The first issue for any astronaut answering a call of nature is their own weightlessness. They can't just sit down on the toilet and emit a sigh of relief. They'd float off again.
It all requires training back on Earth, plenty of practice, then a bit of preparation while on board the ISS. More than anything, it demands a perfect aim.
Our desperate astronaut slips his or her feet into the foot slots. It provides the anchorage to brace themselves in place. Two foam covered handles can be maneuvered across their thighs to help pin themselves onto the toilet bowl. Some astronauts simply reach up and hold onto the ceiling as well.
A clear plastic bag is inserted into the silvery receptacle to their side. It's ready to receive any tissues. Such things cannot be dropped into the bowl beneath them.
Then it's decision time. Number one or number two? They can't happen together, because each is collected and disposed of in different ways. In order to urinate, the male astronauts take a tube attached to the unit. It's placed over their anatomy and they are good to go.
A light flow of air persuades the urine droplets to continue down the tube, instead of floating away. The suction cannot be too great, as that would cause the poor gentleman an injury.

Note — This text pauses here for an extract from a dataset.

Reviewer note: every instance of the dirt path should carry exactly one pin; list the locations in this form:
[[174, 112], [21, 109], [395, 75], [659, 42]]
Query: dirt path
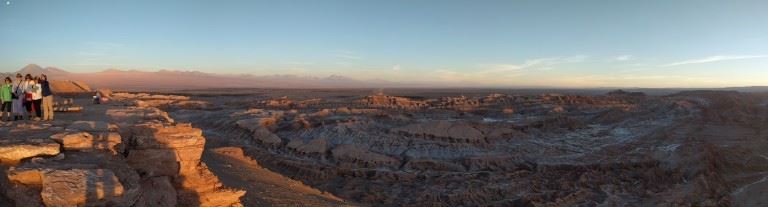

For female astronauts, the method is nearly the same, except they have further choices before they begin. Three different funnels may be attached, each shaped slightly differently in order to gain the closest match. For the ladies, the key here is to position the funnel snug against them. They haven't anything to insert into the tube, unlike the men!
Even more problematic are bowel movements. With the astronaut's rear end pressed as tightly to the toilet seat as possible, they are able to expel their waste. However, they are aiming at a hole just four inches in diameter. This takes a lot of practice to get right!